Kolaka, Berikabar.co – PT Vale Indonesia Tbk menegaskan pembangunan Indonesia Growth Project (IGP) Pomalaa tidak hanya berorientasi pada kemajuan industri nikel nasional, tetapi juga mengedepankan keberlanjutan, perlindungan lingkungan, kepatuhan hukum, dan peningkatan kesejahteraan masyarakat sekitar.
Komitmen tersebut disampaikan Chief Sustainability & Corporate Affairs Officer PT Vale, Budiawansyah, dalam kunjungan kerja Komisaris MIND ID sekaligus Astamaops Kapolri Komjen Pol. Mohammad Fadil Imran bersama Direktur Utama MIND ID Maroef Sjamsoeddin ke kawasan proyek PT Vale di Pomalaa, Kabupaten Kolaka.
Kunjungan tersebut menjadi momentum penguatan sinergi antara MIND ID, pemerintah daerah, aparat penegak hukum, TNI, Polri, Kejaksaan, serta para pemangku kepentingan guna memastikan pembangunan Proyek Strategis Nasional (PSN) Blok Pomalaa berjalan aman dan berkelanjutan.
Budiawansyah menegaskan bahwa keberhasilan proyek tidak hanya diukur dari penyelesaian pembangunan fisik, tetapi juga dari kemampuan perusahaan menjaga kepercayaan publik dan menghadirkan manfaat bagi daerah.
“Bagi PT Vale, keberhasilan IGP Pomalaa tidak hanya diukur dari kemajuan fisik proyek, tetapi juga dari kemampuan kami menjaga kepercayaan masyarakat, mematuhi regulasi, dan menghadirkan manfaat jangka panjang bagi daerah. Kami percaya, hilirisasi yang kuat harus berjalan bersama tata kelola yang baik, dialog yang terbuka, serta perlindungan terhadap lingkungan dan hak masyarakat,” ujar Budiawansyah.
Menurutnya, pendekatan pembangunan IGP Pomalaa mengintegrasikan aspek ekonomi, sosial, lingkungan, dan tata kelola sehingga pertumbuhan industri dapat berjalan beriringan dengan peningkatan kapasitas masyarakat, peluang usaha lokal, dan kesejahteraan yang inklusif.

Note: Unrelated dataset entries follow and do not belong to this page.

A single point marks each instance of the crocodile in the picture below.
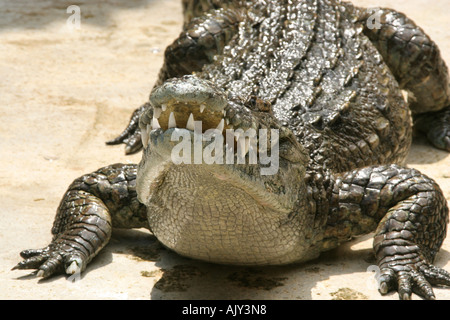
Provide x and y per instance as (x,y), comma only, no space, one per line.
(331,98)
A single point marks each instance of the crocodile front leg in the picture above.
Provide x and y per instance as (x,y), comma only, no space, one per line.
(203,38)
(93,204)
(410,216)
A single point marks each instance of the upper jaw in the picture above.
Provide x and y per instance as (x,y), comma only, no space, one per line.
(183,102)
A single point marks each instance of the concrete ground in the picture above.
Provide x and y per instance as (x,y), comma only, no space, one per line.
(64,93)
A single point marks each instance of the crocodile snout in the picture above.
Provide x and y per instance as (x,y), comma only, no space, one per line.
(178,103)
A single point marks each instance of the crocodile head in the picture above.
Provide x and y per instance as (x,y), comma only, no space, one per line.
(218,175)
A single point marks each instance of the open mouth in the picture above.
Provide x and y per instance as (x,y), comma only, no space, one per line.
(185,115)
(196,105)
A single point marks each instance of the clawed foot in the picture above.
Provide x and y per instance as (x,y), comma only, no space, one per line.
(408,278)
(131,136)
(52,260)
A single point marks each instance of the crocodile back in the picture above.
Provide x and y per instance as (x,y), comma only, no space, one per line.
(324,79)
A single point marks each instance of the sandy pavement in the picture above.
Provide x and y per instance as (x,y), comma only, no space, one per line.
(64,92)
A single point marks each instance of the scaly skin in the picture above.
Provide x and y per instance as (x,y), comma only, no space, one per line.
(330,88)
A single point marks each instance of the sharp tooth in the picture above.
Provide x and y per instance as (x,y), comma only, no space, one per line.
(155,124)
(221,125)
(190,124)
(172,123)
(157,112)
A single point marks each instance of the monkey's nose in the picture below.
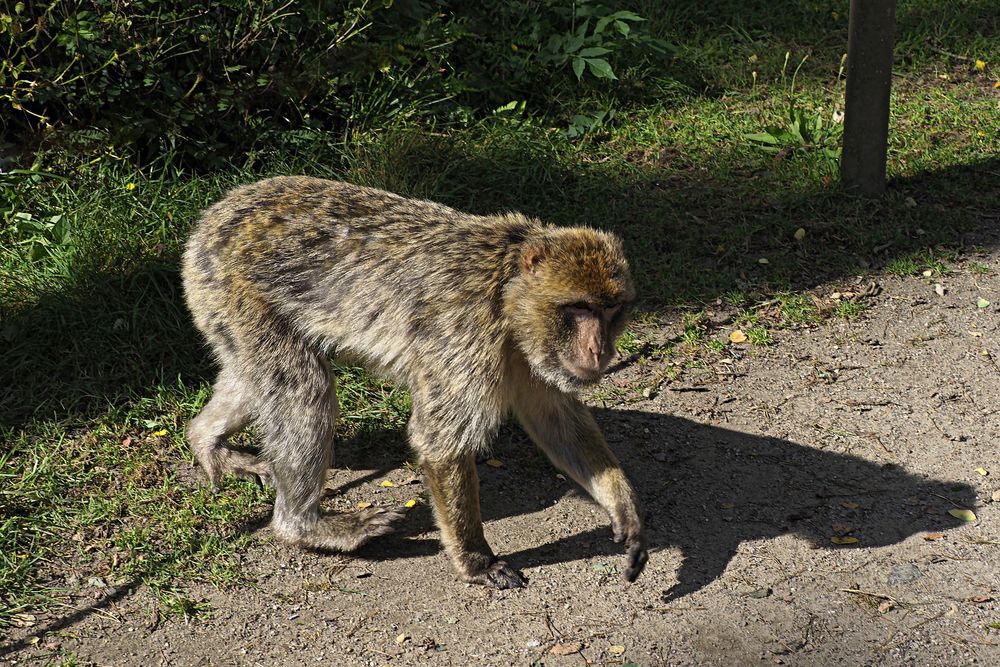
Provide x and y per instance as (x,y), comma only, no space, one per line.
(595,354)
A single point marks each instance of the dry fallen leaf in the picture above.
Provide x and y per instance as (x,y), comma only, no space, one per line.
(964,515)
(568,648)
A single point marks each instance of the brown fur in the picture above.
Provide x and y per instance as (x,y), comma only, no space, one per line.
(479,317)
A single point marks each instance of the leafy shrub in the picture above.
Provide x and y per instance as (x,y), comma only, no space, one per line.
(208,78)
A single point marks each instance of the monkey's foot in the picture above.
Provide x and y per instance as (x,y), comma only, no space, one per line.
(223,460)
(636,551)
(498,575)
(347,532)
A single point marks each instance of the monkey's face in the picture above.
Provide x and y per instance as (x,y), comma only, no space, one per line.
(573,306)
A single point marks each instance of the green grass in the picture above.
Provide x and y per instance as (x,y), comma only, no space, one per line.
(99,356)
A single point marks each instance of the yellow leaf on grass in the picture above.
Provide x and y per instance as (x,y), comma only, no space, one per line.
(964,515)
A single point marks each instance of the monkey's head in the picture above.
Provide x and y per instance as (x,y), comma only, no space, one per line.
(570,303)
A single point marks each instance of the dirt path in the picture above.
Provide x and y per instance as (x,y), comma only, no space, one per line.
(748,468)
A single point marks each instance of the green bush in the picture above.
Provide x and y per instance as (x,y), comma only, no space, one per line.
(208,79)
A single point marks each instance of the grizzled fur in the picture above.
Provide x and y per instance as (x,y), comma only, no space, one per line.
(479,317)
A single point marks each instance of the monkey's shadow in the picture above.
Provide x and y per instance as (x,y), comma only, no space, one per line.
(705,490)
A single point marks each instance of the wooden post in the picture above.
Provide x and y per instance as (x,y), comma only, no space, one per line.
(870,39)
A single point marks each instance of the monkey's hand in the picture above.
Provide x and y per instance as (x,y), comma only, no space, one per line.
(628,529)
(498,574)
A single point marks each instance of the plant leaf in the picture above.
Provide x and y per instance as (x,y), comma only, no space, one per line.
(963,514)
(600,68)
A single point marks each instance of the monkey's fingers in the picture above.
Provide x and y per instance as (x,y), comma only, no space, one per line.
(637,556)
(501,576)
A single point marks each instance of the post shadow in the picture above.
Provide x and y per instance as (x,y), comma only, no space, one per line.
(705,490)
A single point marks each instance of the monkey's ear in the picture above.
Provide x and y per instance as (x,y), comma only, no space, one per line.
(532,257)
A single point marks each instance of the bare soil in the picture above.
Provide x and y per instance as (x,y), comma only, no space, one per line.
(748,467)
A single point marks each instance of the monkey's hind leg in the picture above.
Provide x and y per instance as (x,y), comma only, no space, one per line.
(299,413)
(227,412)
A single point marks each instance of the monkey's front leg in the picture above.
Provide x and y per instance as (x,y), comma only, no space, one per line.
(451,474)
(566,431)
(455,486)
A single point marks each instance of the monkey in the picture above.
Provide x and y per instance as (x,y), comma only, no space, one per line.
(479,317)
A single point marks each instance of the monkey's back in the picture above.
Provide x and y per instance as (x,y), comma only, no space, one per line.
(353,269)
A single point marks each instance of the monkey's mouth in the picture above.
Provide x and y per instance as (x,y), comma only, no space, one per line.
(582,374)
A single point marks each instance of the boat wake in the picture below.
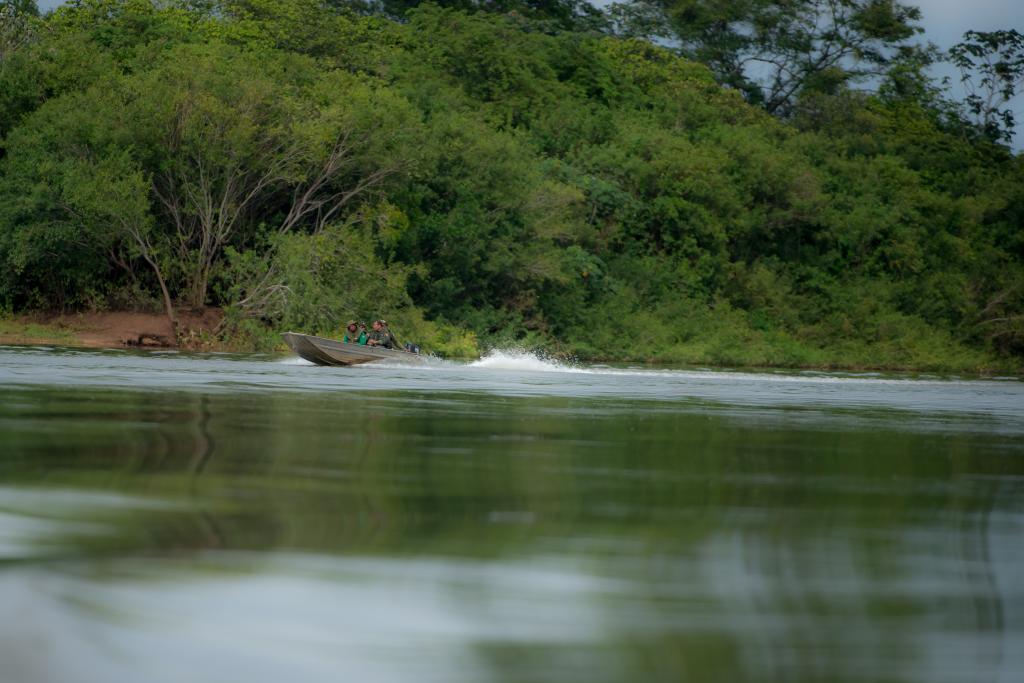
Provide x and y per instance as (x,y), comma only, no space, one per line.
(521,360)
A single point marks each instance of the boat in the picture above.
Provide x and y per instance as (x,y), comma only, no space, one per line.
(325,351)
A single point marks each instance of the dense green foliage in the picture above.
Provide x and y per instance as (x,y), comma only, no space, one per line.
(489,175)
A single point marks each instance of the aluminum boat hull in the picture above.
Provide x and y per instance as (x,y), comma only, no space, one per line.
(325,351)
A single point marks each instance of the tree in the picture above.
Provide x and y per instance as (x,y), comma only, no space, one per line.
(772,51)
(991,66)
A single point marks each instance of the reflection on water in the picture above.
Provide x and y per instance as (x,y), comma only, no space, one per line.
(239,518)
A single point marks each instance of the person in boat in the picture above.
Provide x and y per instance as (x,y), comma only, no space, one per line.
(354,333)
(381,336)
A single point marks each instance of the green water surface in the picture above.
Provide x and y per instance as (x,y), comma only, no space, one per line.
(166,517)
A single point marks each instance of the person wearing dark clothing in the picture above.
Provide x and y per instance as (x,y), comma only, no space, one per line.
(381,336)
(353,334)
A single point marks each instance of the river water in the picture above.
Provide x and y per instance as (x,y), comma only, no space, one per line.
(216,517)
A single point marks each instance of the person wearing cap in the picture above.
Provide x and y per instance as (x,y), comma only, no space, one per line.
(354,333)
(381,336)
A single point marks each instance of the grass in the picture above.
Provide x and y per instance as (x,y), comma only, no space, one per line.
(24,330)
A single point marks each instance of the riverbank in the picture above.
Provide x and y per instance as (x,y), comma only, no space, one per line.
(126,329)
(115,330)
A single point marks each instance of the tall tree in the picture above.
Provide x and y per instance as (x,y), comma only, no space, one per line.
(991,66)
(772,50)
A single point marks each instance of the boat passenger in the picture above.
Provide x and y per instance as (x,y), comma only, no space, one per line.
(381,336)
(353,335)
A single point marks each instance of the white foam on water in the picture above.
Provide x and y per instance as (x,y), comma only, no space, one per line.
(294,360)
(519,359)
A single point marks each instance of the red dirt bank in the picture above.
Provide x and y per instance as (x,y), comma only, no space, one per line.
(114,330)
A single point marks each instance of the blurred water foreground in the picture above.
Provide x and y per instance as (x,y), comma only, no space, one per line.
(169,517)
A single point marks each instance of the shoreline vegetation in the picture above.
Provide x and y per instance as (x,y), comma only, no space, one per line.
(146,331)
(544,176)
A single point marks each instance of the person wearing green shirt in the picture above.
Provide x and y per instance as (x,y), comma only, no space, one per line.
(353,334)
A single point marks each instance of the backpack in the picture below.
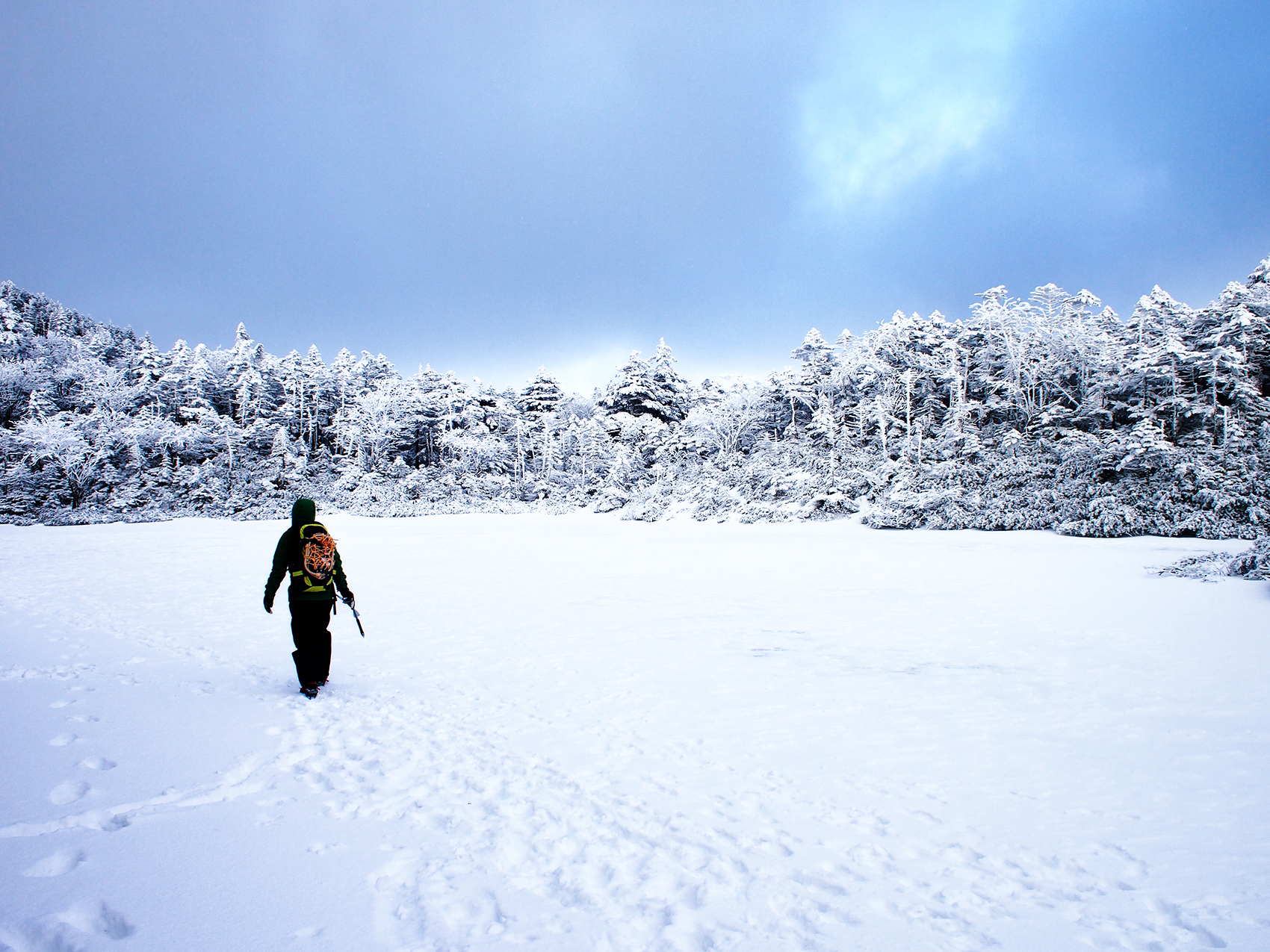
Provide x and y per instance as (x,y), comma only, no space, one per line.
(317,554)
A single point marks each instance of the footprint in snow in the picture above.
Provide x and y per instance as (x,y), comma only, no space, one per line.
(56,865)
(101,921)
(67,792)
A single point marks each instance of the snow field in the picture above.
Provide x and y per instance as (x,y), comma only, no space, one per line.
(575,732)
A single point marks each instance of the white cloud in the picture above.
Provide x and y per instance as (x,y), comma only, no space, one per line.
(905,90)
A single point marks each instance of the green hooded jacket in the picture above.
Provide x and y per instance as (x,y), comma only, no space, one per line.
(288,559)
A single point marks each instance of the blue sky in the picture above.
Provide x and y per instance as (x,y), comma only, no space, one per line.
(493,187)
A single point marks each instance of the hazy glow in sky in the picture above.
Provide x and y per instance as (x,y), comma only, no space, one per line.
(493,187)
(905,92)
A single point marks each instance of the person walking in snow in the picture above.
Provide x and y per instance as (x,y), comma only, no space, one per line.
(309,554)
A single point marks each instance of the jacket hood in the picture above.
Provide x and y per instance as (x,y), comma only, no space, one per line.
(304,511)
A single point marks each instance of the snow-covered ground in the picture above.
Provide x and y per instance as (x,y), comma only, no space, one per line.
(574,732)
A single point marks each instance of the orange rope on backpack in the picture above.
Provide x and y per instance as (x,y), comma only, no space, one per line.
(319,555)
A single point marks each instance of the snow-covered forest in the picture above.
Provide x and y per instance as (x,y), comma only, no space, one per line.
(1039,411)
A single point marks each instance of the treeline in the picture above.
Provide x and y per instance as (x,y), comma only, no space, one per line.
(1047,411)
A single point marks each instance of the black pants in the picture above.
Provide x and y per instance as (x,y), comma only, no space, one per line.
(309,621)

Sementara itu, Chief Project Officer PT Vale, Muhammad Asril, memastikan pembangunan fasilitas HPAL Pomalaa terus berjalan dengan mengutamakan keselamatan kerja, kualitas konstruksi, serta disiplin pelaksanaan proyek.
“IGP Pomalaa adalah proyek strategis dengan skala besar dan tingkat kompleksitas tinggi. Karena itu, setiap tahapan pembangunan kami jalankan secara disiplin, terukur, dan mengutamakan keselamatan. Kolaborasi bersama KNI, IPIP, Huayou, Ford, pemerintah, dan seluruh pemangku kepentingan menjadi kunci agar proyek ini dapat memberikan nilai tambah optimal bagi Indonesia dan masyarakat Kolaka,” kata Muhammad Asril.
PT Vale menegaskan seluruh tahapan pembangunan IGP Pomalaa akan terus mengacu pada praktik pertambangan yang baik, standar keselamatan kerja, tata kelola lingkungan, kepatuhan terhadap perizinan, serta prinsip tata kelola perusahaan yang baik. Dengan dukungan MIND ID dan kolaborasi seluruh pemangku kepentingan, proyek tersebut diharapkan menjadi model pengembangan hilirisasi nikel berkelanjutan yang memperkuat posisi Indonesia dalam rantai pasok baterai kendaraan listrik global.